Sad, but not tragic. A forced opportunity. Maybe even a fortunate adaptation…fuck it. Let's make taco salad.

Koh Phangan

Against my better judgment, following a 5 minute stare down (I blinked, he didn’t), I had decided to let the cockroach live, even though he was the size of my skull.  I thought, “At least he can’t fly.  He’ll stay over there in the corner, I’ll stay on the bed, and then I can just move out tomorrow…”

“JESUS FUCKING CHRIST!!!”

El Rocho flew right onto the middle of the bed, shoes and books fly, and before I know it I’m hiding in the bathroom of my bungalow.  Did I just pay 400 baht (around US$13) to sleep on a tile floor with a toilet paper roll for a pillow?

This is one of the risks of arriving late at night without pre-booked accommodation.

I have moved across the central Thai peninsula in the Gulf of Thailand to Koh Phangan island.  In the light of day, I was able to find a much better bungalow overlooking the sea for the same price, leaving SuperRoach to scare the shit out of some other unlucky bastard.  The move to Haad Yao beach turned out to be a fortunate accident; this is paradise.  Empty white beach, amazing pool, great resort staff, cheap room (still 400 baht), killer view.  And great people.  I had intended to sleep the night off after The Great Cockroach Attack of 2011, but when offered a ride to dinner on the back of a scooter by a half-drunk German girl on the beach, how could I refuse??  Nine hours and a bottle of Sang Som later, I’m naked in the sea with three Germans and a Swiss…so much for restraint.

But Koh Phangan is not exactly known for restraint.  There are two primary resort areas on the island.  On the southeast side is Haad Rin beach which is home to the infamous Full Moon Parties where the young and stupid go to rage, get roofied, burned by flaming jump ropes, and have their shit stolen by enterprising locals.  (Thanks to Capitalismo, there are now also half moon parties, new moon parties, quarter moon parties, and shiva moon parties – can someone please tell me what the fuck is a shiva moon?)  Walking on Haad Rin during the day reminds me of strolling through the French Quarter in New Orleans:  Something very dirty and wrong happened here last night.  And it’s sure to happen again.

The northwest is much more relaxed and Haad Yao beach is known as one of the most beautiful in all of Thailand.  And is also vacation central for all of Germany, apparently.  In my first 5 days on the beach, I met one Swiss, two Israelis, and one American.  And more than 100 Germans.  Not really sure how that works out, but my Deutsch is much improved.

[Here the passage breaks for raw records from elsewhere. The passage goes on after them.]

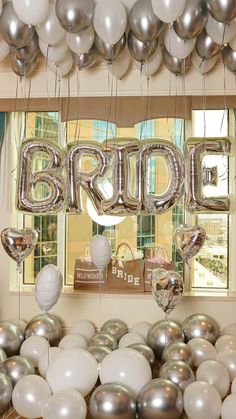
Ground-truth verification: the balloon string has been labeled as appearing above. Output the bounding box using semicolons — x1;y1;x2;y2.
75;67;80;144
114;76;118;134
202;74;207;138
220;61;227;133
65;71;71;144
99;269;103;330
16;262;22;328
46;44;50;102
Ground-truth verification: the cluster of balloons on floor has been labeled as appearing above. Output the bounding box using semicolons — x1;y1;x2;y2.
0;0;236;79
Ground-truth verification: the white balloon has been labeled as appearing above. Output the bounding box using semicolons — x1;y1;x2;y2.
47;51;73;77
12;0;49;25
59;334;87;350
108;46;131;78
196;360;230;399
0;1;2;16
43;389;87;419
187;338;217;367
46;348;98;396
217;349;236;381
206;15;236;45
38;347;62;379
184;381;222;419
67;25;94;55
70;320;96;341
20;336;50;368
118;332;145;348
87;198;125;227
0;36;9;61
134;44;162;76
36;0;66;46
94;0;127;45
151;0;186;24
12;375;51;419
230;36;236;51
99;348;152;397
39;38;68;63
222;324;236;337
164;25;196;60
215;335;236;352
35;264;63;313
231;376;236;393
90;235;111;270
221;394;236;419
191;49;218;74
131;321;151;342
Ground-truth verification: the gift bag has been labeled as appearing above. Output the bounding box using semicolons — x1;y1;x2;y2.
144;246;176;292
74;246;107;291
107;242;144;293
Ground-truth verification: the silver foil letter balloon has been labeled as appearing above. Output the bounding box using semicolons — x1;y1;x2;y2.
140;139;185;214
185;137;231;213
17;138;65;214
66;141;107;214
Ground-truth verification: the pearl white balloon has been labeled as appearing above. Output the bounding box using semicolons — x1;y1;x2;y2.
47;51;73;77
90;235;111;270
217;349;236;381
134;44;162;76
12;375;51;419
222;324;236;337
206;15;236;45
36;0;66;46
164;25;196;60
99;348;152;397
108;46;131;79
0;36;8;61
70;320;95;341
67;25;94;55
46;348;98;396
131;321;151;342
38;347;61;379
59;334;87;350
93;0;127;45
191;49;218;74
184;381;222;419
12;0;49;26
43;389;87;419
221;394;236;419
151;0;186;23
187;338;217;367
35;264;63;313
118;332;145;348
230;376;236;393
20;336;50;368
215;335;236;352
39;38;68;63
196;360;230;399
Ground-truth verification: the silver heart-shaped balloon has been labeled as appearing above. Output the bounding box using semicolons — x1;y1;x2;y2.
1;228;38;267
174;225;206;263
151;268;184;315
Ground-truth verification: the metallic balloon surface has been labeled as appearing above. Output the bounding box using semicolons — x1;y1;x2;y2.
55;0;94;33
0;373;13;415
196;29;221;59
1;228;38;267
129;0;163;42
73;45;99;70
101;319;128;341
95;33;126;63
152;269;184;315
128;343;155;366
137;378;183;419
14;32;39;62
162;342;193;366
4;356;35;386
174;225;206;263
87;345;112;364
24;313;62;346
207;0;236;23
163;47;191;75
222;45;236;74
0;350;6;364
17;138;65;214
0;2;34;48
9;52;37;77
89;332;118;350
174;0;207;40
192;49;218;74
147;321;184;359
159;360;195;393
128;30;158;62
90;383;136;419
182;314;219;344
0;322;24;357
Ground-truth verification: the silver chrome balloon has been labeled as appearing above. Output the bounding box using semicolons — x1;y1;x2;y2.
9;52;37;77
151;269;184;315
159;360;195;393
14;32;39;62
89;332;118;350
137;378;183;419
1;228;38;268
0;322;24;357
101;319;128;342
222;44;236;74
163;47;191;75
55;0;94;33
162;342;193;367
191;50;218;74
174;0;207;40
147;321;184;359
128;343;155;367
90;383;136;419
0;373;13;415
87;345;112;364
128;30;158;62
0;2;34;49
0;350;7;364
196;29;221;59
4;356;35;386
73;45;99;70
182;314;219;344
174;225;206;264
95;33;126;63
207;0;236;23
17;138;65;214
129;0;163;42
24;313;62;347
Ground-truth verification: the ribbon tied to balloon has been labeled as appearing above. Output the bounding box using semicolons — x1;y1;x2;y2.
151;268;184;317
174;225;206;267
1;228;38;270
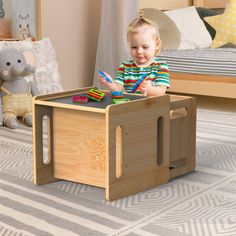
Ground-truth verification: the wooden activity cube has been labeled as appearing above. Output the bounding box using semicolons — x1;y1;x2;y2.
33;87;196;201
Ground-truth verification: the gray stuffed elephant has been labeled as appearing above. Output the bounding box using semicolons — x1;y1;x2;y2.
0;48;39;129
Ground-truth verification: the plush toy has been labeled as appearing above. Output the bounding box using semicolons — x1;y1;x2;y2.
0;48;39;129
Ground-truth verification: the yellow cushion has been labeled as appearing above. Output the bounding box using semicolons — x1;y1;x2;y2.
204;0;236;48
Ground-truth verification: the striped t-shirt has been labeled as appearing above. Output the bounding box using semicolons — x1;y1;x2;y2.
115;57;170;93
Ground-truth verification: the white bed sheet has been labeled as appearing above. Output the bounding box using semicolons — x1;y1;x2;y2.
159;48;236;77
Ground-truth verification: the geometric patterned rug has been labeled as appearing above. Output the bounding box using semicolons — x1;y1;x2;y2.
0;109;236;236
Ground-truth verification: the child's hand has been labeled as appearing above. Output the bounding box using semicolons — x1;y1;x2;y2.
139;80;153;96
99;72;116;91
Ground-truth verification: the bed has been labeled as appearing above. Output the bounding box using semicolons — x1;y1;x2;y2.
140;0;236;99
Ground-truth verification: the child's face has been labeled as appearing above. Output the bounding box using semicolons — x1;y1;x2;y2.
128;26;159;66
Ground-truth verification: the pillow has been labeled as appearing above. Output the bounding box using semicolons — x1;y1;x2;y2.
0;38;63;95
143;8;181;51
164;6;212;50
204;0;236;48
196;7;219;39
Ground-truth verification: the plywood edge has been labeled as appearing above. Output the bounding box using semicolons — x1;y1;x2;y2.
33;100;106;113
105;94;170;114
170;72;236;84
169;73;236;98
169;79;236;99
193;0;228;8
34;86;96;101
140;0;192;10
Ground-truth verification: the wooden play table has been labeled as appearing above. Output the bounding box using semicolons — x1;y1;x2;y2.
33;87;196;201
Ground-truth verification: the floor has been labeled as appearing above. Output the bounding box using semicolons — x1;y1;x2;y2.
1;109;235;236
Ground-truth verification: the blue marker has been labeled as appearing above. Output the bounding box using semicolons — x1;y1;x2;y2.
131;74;147;93
99;70;112;83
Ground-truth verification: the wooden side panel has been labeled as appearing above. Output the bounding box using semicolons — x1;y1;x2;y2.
140;0;192;10
105;95;170;201
33;104;56;185
169;96;196;178
53;108;106;187
169;73;236;99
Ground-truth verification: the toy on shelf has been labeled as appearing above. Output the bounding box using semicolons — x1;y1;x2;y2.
98;70;113;83
72;95;88;103
87;88;105;102
112;98;130;104
110;91;123;99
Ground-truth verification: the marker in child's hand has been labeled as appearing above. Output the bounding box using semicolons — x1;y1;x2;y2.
99;70;112;83
131;74;147;93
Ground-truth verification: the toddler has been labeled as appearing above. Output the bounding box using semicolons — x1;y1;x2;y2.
100;11;170;96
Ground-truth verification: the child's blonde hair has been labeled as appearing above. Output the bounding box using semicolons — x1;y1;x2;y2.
127;10;161;55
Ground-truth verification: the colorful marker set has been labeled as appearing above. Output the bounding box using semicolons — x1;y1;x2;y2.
112;98;130;104
87;89;105;101
110;91;130;103
72;89;130;104
99;70;129;104
72;89;105;103
72;95;89;103
110;91;123;99
72;70;131;104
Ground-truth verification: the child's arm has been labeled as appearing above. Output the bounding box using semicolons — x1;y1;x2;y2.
99;71;123;92
139;61;169;96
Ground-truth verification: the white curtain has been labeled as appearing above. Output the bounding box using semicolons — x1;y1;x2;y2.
93;0;140;88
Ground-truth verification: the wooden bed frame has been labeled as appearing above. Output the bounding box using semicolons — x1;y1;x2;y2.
140;0;235;99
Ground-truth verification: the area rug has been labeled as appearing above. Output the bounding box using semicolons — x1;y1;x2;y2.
0;109;236;236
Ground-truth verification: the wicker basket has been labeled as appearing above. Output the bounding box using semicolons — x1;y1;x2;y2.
0;18;12;39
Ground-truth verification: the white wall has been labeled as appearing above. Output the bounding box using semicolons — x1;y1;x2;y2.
41;0;102;90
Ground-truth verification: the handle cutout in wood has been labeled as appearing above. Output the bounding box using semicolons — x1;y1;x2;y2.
170;158;186;169
157;116;164;166
116;125;123;178
42;115;51;165
170;107;188;120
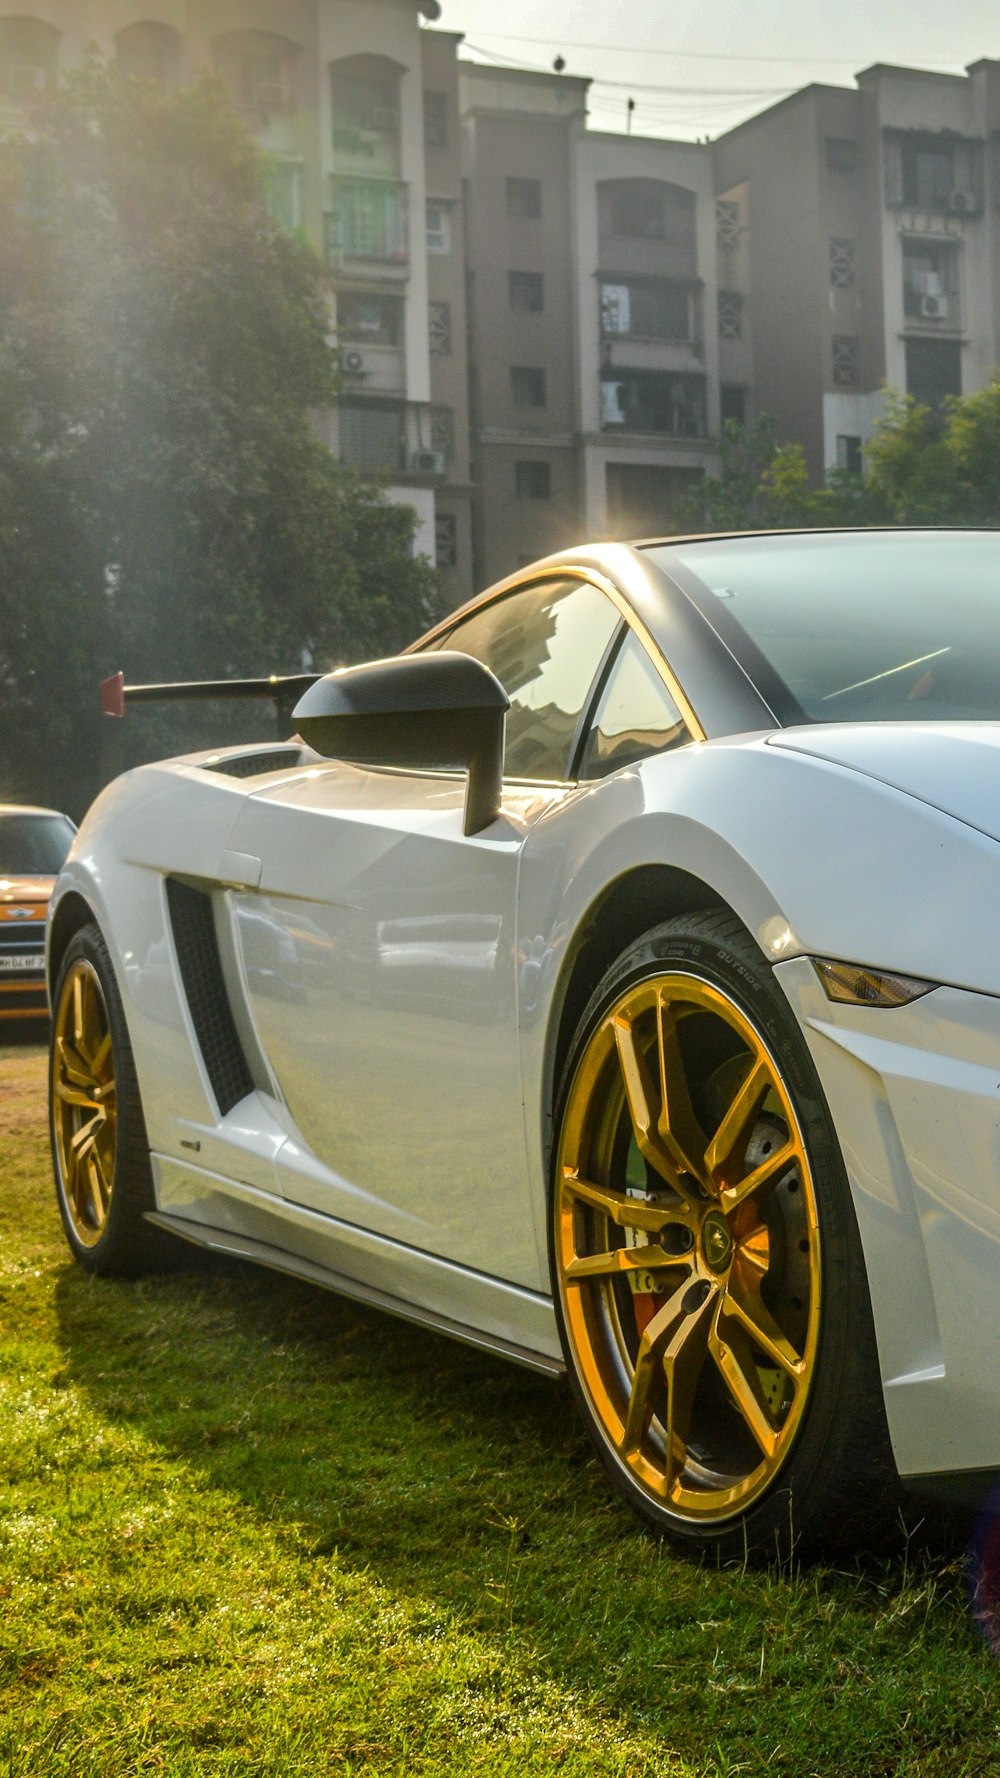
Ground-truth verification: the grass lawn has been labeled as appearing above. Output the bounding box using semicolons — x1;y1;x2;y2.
1;1033;999;1777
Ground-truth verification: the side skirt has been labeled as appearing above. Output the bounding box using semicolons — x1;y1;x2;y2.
146;1208;566;1380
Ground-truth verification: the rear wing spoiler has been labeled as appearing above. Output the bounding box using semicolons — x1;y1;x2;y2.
99;671;321;718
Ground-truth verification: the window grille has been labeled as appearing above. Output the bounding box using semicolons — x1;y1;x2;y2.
832;335;860;387
718;290;743;339
429;302;452;356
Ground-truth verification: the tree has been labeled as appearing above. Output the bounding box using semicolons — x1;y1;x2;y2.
0;63;440;815
681;379;1000;542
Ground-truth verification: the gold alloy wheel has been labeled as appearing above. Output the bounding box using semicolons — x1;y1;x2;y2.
555;973;821;1523
51;959;118;1248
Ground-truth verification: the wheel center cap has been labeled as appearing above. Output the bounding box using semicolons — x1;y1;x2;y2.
701;1211;733;1274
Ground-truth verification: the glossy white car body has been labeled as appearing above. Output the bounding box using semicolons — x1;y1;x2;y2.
48;534;1000;1500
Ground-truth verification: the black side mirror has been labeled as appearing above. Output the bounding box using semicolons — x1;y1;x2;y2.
292;651;510;836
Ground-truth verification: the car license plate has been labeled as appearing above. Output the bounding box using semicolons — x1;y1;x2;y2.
0;954;39;973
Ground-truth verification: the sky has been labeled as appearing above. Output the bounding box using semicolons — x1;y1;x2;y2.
432;0;1000;141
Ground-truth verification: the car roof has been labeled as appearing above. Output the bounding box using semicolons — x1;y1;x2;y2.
0;805;70;819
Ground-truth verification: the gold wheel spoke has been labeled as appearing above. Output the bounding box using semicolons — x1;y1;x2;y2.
621;1281;716;1478
721;1286;805;1382
612;1012;693;1197
657;1001;712;1195
71;1114;104;1172
55;1079;100;1109
720;1139;797;1212
57;1036;94;1091
704;1058;770;1191
565;1243;689;1283
708;1311;779;1458
90;1031;113;1084
561;1169;679;1234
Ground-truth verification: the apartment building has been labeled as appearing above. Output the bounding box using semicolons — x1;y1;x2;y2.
461;63;723;587
0;0;473;602
713;60;1000;478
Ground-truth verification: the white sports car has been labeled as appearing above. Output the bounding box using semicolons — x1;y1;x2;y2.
47;528;1000;1557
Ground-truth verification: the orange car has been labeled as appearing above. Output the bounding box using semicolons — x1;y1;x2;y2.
0;805;77;1021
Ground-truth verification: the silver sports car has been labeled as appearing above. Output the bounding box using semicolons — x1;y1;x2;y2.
47;528;1000;1557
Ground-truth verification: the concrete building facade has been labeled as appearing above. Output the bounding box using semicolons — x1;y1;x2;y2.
0;0;474;603
461;63;723;588
714;60;1000;479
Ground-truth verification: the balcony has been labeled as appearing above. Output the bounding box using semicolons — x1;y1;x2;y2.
600;370;707;439
336;399;451;480
326;178;409;275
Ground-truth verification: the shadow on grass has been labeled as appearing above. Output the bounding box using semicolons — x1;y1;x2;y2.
50;1241;995;1773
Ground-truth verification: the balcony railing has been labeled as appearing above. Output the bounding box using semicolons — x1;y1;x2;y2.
326;178;409;268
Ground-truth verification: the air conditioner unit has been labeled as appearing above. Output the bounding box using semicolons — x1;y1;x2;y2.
341;349;368;374
949;189;976;214
411;450;445;475
919;294;949;319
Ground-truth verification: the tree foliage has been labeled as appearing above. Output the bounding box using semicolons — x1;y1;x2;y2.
0;64;439;814
680;381;1000;541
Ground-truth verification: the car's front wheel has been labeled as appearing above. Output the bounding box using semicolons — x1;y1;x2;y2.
50;923;178;1275
551;910;896;1559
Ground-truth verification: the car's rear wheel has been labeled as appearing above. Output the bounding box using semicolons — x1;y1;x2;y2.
50;924;178;1275
552;910;896;1559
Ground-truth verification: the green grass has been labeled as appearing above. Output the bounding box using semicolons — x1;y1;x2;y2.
1;1035;998;1776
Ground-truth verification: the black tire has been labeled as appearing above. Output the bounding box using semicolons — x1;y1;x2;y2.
550;909;897;1560
49;922;180;1276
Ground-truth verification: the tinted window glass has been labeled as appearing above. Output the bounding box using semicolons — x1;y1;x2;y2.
434;579;619;781
0;813;75;876
646;531;1000;724
580;630;689;778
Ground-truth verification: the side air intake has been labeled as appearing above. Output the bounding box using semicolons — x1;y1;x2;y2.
165;879;254;1116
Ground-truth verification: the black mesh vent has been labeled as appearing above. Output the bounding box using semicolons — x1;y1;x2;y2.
0;987;47;1011
201;748;301;779
166;879;254;1116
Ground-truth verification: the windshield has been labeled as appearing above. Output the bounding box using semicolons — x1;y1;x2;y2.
647;531;1000;724
0;813;76;877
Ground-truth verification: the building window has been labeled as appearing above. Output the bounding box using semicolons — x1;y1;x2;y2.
515;460;551;499
885;134;983;214
715;198;741;251
116;21;181;92
825;137;858;173
215;32;296;116
830;238;855;289
426;201;451;253
331;65;400;147
0;16;58;100
263;159;304;233
337;293;403;345
904;337;962;413
902;238;959;323
338;401;404;472
435;511;458;567
429;302;452;356
509;270;545;313
423;90;448;148
720;384;748;427
506;177;541;219
836;435;864;474
717;291;743;340
326;180;408;264
511;366;546;408
601;371;707;437
832;335;860;387
601;280;692;342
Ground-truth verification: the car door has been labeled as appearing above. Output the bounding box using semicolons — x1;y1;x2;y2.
223;572;623;1289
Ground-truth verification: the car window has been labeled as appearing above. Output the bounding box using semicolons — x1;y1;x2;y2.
578;628;691;779
432;577;620;781
0;813;76;876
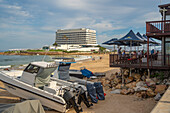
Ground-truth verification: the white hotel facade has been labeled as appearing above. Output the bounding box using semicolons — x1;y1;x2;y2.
54;28;99;51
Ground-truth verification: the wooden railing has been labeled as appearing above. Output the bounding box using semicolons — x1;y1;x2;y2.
110;54;170;69
146;20;170;35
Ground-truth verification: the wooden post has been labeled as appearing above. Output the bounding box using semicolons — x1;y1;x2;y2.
147;36;150;78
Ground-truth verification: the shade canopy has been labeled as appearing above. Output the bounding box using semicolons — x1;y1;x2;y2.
143;34;160;44
102;38;126;46
136;32;147;43
117;30;144;42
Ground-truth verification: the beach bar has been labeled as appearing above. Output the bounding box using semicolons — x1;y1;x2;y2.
110;3;170;70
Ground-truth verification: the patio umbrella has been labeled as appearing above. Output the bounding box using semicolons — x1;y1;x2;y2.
136;32;147;51
102;38;127;53
116;30;144;55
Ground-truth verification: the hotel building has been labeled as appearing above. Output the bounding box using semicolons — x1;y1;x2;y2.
55;28;97;45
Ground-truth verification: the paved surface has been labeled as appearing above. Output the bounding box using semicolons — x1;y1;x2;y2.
151;86;170;113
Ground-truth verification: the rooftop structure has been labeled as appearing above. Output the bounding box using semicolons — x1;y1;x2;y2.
55;28;97;45
109;3;170;70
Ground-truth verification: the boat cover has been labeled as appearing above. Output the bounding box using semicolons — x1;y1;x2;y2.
35;67;56;87
0;100;45;113
58;63;71;80
94;82;105;100
86;83;98;103
80;69;93;78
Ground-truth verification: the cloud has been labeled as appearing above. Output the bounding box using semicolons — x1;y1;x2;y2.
0;4;32;17
91;21;126;33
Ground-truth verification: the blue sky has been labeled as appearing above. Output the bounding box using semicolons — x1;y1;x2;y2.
0;0;169;50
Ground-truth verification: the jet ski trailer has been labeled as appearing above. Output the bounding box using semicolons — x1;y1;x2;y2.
0;61;84;113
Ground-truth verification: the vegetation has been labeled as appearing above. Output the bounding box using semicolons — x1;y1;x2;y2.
150;71;164;80
96;45;106;52
53;42;58;47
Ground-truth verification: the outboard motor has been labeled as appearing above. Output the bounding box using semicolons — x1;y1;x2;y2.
77;86;93;108
63;91;82;113
94;82;105;100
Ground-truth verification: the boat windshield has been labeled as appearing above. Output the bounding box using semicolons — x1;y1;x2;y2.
24;64;40;74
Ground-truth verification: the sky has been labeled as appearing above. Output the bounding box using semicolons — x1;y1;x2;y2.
0;0;169;50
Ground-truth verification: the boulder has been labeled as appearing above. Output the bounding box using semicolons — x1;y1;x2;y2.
112;87;116;91
125;76;134;84
135;91;147;98
111;89;121;94
147;88;155;97
155;85;167;94
115;84;122;89
127;88;135;94
126;82;136;89
134;86;148;92
146;79;156;87
121;89;129;95
132;73;141;80
136;81;145;87
154;93;161;101
114;78;122;84
124;69;129;76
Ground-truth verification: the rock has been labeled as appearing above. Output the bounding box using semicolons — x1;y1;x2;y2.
127;88;135;94
135;91;147;98
141;75;146;81
126;82;136;89
136;81;145;87
110;74;116;80
146;79;156;87
121;89;129;95
111;89;121;94
125;76;134;84
105;77;110;80
115;84;122;89
147;88;155;97
114;78;122;84
152;77;158;83
155;85;167;94
141;91;147;98
134;86;148;92
112;87;116;91
132;73;141;80
154;93;161;101
124;69;129;76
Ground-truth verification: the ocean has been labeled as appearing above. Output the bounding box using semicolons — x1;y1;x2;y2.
0;55;81;66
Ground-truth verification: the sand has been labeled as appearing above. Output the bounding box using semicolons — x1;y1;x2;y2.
0;54;157;113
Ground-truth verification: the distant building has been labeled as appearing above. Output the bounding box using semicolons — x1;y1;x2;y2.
55;28;97;45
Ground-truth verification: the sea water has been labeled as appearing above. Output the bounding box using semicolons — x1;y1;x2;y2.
0;55;53;66
0;55;90;67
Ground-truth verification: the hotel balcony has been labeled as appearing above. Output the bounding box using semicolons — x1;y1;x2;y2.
146;20;170;38
109;54;170;69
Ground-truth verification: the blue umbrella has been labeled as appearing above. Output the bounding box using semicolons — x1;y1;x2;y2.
116;30;144;52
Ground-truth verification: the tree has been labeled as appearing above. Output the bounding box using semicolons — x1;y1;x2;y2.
53;42;58;49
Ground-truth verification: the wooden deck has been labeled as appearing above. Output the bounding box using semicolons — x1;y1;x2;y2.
110;54;170;69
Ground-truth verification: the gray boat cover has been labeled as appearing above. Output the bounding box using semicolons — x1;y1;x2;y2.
0;100;45;113
58;64;71;81
35;68;56;87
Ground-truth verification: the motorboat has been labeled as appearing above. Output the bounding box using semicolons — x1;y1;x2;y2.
52;59;105;103
0;61;88;113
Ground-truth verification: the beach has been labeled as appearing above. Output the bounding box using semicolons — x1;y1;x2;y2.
0;54;157;113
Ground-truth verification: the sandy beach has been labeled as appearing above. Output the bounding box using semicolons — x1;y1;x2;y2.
0;54;157;113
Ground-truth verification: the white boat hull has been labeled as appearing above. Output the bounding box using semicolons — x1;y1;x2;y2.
0;72;67;113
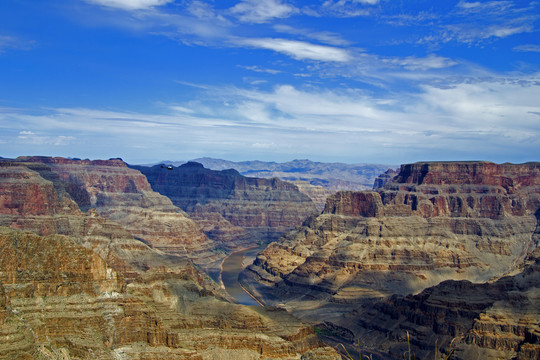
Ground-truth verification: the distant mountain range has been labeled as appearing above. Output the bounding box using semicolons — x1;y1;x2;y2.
148;158;397;191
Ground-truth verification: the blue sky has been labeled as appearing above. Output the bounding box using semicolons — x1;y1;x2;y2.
0;0;539;165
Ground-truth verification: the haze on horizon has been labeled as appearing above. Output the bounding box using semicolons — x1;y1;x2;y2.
0;0;539;165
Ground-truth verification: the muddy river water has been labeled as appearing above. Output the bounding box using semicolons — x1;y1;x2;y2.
220;246;265;306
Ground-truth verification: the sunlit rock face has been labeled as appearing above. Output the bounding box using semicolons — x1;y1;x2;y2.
133;162;318;249
0;227;340;359
0;158;340;359
244;161;540;301
242;161;540;359
8;156;219;265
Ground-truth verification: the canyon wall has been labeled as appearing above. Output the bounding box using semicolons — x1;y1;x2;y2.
12;157;218;265
0;157;339;359
243;161;540;358
133;162;318;249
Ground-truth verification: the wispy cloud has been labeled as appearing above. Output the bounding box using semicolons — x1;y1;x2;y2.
239;65;282;75
234;37;351;62
318;0;378;17
229;0;299;24
2;73;539;163
514;44;540;52
0;35;33;53
18;131;75;146
85;0;175;11
383;54;457;71
273;24;352;46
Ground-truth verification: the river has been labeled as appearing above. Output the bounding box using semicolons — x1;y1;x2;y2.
220;246;265;306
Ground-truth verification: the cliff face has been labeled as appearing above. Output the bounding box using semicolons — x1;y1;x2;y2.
0;227;339;359
243;161;540;357
12;157;218;265
348;246;540;360
0;157;339;359
133;162;318;248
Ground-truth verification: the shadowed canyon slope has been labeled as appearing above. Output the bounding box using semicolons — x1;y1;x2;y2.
347;247;540;360
3;156;218;265
132;162;318;250
155;158;397;211
0;157;339;359
243;161;540;359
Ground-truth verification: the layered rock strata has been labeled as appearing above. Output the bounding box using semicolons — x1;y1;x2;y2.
133;162;318;249
0;157;339;359
0;227;339;359
372;168;399;189
9;157;218;265
347;246;540;360
247;162;539;302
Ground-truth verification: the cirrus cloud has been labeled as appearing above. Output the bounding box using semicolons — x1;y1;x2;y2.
230;0;298;24
85;0;175;11
234;37;351;62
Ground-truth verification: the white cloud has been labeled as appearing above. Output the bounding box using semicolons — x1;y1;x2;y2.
3;75;539;164
0;35;34;53
230;0;298;23
18;131;75;146
514;44;540;52
384;54;457;71
85;0;175;10
239;65;282;74
319;0;378;17
235;38;351;62
273;24;352;46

Tongsala, the largest town on the island, is a bit of a craphole.  Other than a really nice street market – and a mobile phone repair shop if you are stupid enough to get sea water in your sweet Nokia – there isn’t really a reason to go.  We did take a taxi in one night (which turned out to be six of us sitting in the back of a pickup truck bombing down a one lane road…novel for the Germans, frightening as hell for me) to eat at the night market and ended up on a little side street listening to Thai folk music.   Somehow the Thai whiskey made the return trip a little less harrowing.  Funny how that works.

Because of all the negatively banked corners that are covered in sand, the roads on this island are fairly famous for tripping up both locals and tourists alike.  Everyone here knows about the “Koh Phangan Tattoo,” which refers to scars from a scooter accident here.  Thousands of drunk tourists on a scooter for the first time probably doesn’t help the situation.  But if you talk to 10 people who have been on the island for any length of time, at least 5 of them will have one.

I made friends with a Thai who has been living on the island for two years (and has a horrific road rash on her left calf, of course) and so I got the custom tour of several off-the-map beaches and monasteries, which was a real treat.  I met a monk who I could swear was another incarnation of my maternal grandfather.  We also visited a gorgeous Chinese Buddhist temple on a hilltop overlooking the sea.  (I prayed for peace, love, and home.  I’m pretty sure she prayed that I would offer her the position of Casey’s Third Ex-Wife…)

Life on Koh Phangan is what I had envisioned Thailand to be, and I’ve found myself feeling guilty for spending so much time here just relaxing, napping in the hammock, reading by the pool, and wallowing in the sea.

 

What a fucking waste of emotion.  I’m going back to the pool.